Family dynamics are shifted as family secrets are unravelled, and Ruby soon has a surprising advocate when the time comes to move her into a nursing home. Unable to access services required to keep Ruby safe, Sharon is faced with the ultimate dilemma to go against her mother's wishes, or do what she thinks is best for Ruby.
Dementia Foundation for Spark of Life worked closely with the filmmakers to make sure the story was true to real-life experiences.
Philanthropist Sir Owen Glenn funded the film through the Glenn Family Foundation and donated 50 per cent of profits to the organisation.
Jane, a two-time Golden Globe winner, said Ruby's Choice was an emotional must-see for everyone.
"I have a friend who manages aged care homes who saw it and said it was a mandatory viewing. I showed Glen Campbell's widow, Kim, who said it was mandatory viewing," she said.
"Ruby's Choice is about showing the importance of love and compassion, which is also what drew me to the role.
"It opens up the conversation on dementia, a topic that many people know very little about despite the vast number of people who suffer from it.
"Dementia and Alzheimer's are like cancer, like mental illness.
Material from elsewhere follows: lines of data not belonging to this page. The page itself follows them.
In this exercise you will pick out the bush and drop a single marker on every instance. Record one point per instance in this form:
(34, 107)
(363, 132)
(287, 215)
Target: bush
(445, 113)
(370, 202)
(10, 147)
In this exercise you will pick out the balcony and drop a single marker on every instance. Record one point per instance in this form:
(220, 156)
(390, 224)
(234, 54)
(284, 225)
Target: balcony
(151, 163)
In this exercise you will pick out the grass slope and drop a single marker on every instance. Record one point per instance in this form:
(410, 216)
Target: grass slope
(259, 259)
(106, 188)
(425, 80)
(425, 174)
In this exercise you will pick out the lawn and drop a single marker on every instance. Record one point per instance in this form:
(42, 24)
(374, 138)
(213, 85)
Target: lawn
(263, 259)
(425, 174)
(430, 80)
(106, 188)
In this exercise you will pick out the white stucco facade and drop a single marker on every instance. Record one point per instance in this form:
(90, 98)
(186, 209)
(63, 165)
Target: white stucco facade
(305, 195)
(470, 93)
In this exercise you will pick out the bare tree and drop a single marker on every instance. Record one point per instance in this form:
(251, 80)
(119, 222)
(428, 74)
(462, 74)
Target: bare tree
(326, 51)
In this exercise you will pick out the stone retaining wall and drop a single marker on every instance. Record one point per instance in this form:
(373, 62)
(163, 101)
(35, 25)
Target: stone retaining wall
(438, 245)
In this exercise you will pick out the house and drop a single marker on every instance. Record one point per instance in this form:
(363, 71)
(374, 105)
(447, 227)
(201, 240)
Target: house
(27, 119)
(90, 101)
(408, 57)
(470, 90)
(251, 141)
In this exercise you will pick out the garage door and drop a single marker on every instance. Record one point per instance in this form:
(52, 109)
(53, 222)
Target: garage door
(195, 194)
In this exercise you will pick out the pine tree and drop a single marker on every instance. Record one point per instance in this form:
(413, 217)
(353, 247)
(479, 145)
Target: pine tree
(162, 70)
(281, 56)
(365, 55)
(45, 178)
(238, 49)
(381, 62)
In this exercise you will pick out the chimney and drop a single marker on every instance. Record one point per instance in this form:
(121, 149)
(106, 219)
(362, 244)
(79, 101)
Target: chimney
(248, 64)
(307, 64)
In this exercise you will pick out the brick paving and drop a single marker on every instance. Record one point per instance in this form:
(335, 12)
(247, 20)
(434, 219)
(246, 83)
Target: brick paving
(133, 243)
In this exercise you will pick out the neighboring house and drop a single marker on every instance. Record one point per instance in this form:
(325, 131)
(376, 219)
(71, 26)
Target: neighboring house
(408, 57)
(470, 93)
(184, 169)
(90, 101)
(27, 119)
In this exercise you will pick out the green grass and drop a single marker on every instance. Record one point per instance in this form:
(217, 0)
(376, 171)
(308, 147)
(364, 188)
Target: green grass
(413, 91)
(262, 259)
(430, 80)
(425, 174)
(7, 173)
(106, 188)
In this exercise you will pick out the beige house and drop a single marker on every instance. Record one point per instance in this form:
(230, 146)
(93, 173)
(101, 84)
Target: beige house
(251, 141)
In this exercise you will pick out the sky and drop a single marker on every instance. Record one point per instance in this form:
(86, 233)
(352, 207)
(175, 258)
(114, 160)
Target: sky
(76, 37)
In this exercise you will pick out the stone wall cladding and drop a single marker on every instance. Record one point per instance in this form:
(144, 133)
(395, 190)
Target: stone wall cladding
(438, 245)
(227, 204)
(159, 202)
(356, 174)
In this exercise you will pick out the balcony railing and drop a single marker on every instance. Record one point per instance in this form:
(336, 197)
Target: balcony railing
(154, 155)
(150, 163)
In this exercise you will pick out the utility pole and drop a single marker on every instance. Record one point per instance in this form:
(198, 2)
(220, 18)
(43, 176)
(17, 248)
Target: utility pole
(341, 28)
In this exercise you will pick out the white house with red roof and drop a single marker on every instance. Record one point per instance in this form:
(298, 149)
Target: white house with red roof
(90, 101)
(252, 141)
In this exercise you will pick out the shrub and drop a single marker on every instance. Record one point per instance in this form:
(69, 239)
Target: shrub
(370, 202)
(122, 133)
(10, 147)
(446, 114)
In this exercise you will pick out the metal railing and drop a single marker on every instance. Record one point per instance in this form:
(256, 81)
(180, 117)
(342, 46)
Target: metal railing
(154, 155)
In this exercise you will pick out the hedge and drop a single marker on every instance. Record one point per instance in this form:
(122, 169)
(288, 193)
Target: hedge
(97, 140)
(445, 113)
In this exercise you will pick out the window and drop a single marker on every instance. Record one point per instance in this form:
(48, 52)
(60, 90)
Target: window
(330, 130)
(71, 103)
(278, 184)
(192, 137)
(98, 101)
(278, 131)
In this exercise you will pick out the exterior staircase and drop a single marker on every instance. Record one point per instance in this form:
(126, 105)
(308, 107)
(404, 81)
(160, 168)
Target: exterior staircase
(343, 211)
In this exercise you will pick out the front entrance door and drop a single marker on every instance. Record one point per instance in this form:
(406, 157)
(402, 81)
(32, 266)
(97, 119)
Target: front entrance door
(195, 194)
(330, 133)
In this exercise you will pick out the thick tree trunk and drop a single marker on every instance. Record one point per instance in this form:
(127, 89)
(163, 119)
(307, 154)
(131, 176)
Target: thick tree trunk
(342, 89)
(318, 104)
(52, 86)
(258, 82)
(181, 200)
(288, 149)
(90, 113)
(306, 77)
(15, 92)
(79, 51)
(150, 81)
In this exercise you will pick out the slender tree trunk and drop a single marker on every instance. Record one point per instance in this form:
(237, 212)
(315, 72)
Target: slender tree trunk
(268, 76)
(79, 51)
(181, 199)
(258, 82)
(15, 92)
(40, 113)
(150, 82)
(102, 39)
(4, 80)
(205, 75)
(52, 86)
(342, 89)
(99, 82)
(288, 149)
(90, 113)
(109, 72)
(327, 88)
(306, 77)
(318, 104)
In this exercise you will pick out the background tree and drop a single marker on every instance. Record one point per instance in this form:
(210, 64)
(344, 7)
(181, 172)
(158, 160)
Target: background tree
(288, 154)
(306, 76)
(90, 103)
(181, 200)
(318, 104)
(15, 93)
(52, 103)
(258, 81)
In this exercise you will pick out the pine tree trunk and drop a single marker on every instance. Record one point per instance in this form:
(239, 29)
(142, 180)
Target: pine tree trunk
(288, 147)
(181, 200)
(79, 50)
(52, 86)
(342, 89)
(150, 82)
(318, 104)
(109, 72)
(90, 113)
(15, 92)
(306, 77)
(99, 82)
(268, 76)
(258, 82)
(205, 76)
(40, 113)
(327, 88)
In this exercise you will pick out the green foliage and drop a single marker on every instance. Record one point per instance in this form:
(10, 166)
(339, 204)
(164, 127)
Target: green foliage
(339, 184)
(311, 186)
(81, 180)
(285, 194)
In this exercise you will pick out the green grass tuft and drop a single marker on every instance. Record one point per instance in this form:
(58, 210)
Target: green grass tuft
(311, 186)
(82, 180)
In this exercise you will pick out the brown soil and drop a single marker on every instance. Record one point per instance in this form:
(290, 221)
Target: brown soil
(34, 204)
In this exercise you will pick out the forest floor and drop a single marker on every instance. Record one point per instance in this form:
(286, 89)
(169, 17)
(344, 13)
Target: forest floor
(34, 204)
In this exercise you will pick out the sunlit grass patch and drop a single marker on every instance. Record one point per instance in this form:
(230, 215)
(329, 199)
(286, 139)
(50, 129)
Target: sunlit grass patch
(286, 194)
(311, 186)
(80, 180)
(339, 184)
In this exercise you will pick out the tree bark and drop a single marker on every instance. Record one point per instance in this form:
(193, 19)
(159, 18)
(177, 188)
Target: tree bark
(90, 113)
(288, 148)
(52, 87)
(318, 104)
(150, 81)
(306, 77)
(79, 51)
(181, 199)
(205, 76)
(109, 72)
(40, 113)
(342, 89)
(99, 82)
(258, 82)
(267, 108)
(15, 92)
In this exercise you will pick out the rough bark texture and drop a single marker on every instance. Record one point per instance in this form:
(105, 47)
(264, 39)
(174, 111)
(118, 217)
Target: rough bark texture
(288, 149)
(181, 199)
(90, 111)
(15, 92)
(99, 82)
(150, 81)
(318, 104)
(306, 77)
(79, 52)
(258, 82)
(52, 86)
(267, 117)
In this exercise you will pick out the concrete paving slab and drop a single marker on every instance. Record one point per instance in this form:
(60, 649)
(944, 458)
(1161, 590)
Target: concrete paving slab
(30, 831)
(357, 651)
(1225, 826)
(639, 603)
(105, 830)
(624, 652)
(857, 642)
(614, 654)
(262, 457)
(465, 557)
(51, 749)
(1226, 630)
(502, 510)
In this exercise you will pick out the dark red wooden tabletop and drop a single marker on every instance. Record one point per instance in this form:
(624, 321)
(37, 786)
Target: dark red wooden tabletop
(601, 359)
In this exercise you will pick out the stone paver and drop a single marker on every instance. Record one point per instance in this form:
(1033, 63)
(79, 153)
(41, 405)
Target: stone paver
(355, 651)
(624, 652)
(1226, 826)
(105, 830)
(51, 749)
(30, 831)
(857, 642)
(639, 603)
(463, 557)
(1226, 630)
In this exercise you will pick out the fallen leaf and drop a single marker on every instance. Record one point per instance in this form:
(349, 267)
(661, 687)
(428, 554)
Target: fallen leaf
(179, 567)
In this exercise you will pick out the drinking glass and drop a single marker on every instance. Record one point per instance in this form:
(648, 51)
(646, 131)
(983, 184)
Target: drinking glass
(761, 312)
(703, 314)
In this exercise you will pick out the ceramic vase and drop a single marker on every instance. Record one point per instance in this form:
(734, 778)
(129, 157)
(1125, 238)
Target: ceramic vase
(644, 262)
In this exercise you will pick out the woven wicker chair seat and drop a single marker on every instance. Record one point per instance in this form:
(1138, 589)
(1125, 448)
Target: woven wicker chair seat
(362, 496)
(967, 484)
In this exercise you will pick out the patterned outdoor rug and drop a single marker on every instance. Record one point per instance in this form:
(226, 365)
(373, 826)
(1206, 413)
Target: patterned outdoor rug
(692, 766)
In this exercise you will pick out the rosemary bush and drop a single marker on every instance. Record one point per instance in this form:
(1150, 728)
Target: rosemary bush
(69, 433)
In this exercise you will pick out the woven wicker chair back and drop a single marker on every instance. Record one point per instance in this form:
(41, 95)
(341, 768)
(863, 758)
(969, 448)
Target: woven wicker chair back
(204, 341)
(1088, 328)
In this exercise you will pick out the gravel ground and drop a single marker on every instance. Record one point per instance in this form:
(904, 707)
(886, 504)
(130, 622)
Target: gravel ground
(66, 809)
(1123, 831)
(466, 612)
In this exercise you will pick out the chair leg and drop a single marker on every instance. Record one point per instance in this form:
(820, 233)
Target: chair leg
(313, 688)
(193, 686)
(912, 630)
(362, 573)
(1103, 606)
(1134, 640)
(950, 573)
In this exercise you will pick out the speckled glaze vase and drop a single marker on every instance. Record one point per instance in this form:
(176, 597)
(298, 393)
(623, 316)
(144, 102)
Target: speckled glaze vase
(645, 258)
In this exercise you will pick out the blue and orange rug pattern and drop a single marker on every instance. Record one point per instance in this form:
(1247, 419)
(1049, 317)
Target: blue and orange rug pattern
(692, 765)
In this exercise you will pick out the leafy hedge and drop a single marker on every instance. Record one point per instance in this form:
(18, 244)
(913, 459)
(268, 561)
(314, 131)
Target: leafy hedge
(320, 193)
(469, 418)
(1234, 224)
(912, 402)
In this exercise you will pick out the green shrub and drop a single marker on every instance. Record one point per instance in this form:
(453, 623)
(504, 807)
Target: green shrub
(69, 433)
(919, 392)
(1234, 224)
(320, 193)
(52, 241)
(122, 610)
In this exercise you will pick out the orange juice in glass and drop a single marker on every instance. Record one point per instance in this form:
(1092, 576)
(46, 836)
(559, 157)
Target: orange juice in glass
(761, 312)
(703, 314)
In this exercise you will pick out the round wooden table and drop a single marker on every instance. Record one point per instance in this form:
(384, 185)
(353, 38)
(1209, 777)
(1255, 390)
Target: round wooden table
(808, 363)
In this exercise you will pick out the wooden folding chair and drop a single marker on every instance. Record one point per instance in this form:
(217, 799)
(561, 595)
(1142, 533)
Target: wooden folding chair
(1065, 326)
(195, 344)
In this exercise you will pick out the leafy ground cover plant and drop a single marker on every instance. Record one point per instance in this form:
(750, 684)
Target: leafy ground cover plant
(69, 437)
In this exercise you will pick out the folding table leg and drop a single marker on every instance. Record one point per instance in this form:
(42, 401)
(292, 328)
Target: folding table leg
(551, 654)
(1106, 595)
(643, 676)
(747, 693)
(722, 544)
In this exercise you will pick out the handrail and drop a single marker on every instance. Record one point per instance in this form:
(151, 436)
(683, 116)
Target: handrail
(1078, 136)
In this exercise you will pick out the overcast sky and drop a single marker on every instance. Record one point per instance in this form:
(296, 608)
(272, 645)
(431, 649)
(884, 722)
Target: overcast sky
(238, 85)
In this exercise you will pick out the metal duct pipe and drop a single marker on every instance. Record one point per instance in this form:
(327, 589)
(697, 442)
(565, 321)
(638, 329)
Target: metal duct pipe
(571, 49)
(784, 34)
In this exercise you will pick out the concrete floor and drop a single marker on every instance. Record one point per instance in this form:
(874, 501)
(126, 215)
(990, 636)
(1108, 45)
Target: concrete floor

You have it, have had it or know someone with it.
"And sadly, dementia is the long goodbye."
Jane's career has spanned five decades. In that time, she found success on the big screen in films such as Somewhere in Time and Live and Let Die; on Broadway she originated the role of Constanze in the Tony award-winning Amadeus; and on television she starred in the much loved series Dr Quinn Medicine Woman. Her other television credits include The Scarlet Pimpernel, War and Remembrance and East of Eden, for which she won the Golden Globe for Best Actress in A Limited Series or Film Made for Television.
More recently, she has made her return to television in the award winning The Kominsky Method (Netflix) where she starred alongside Oscar winners Michael Douglas and Alan Arkin.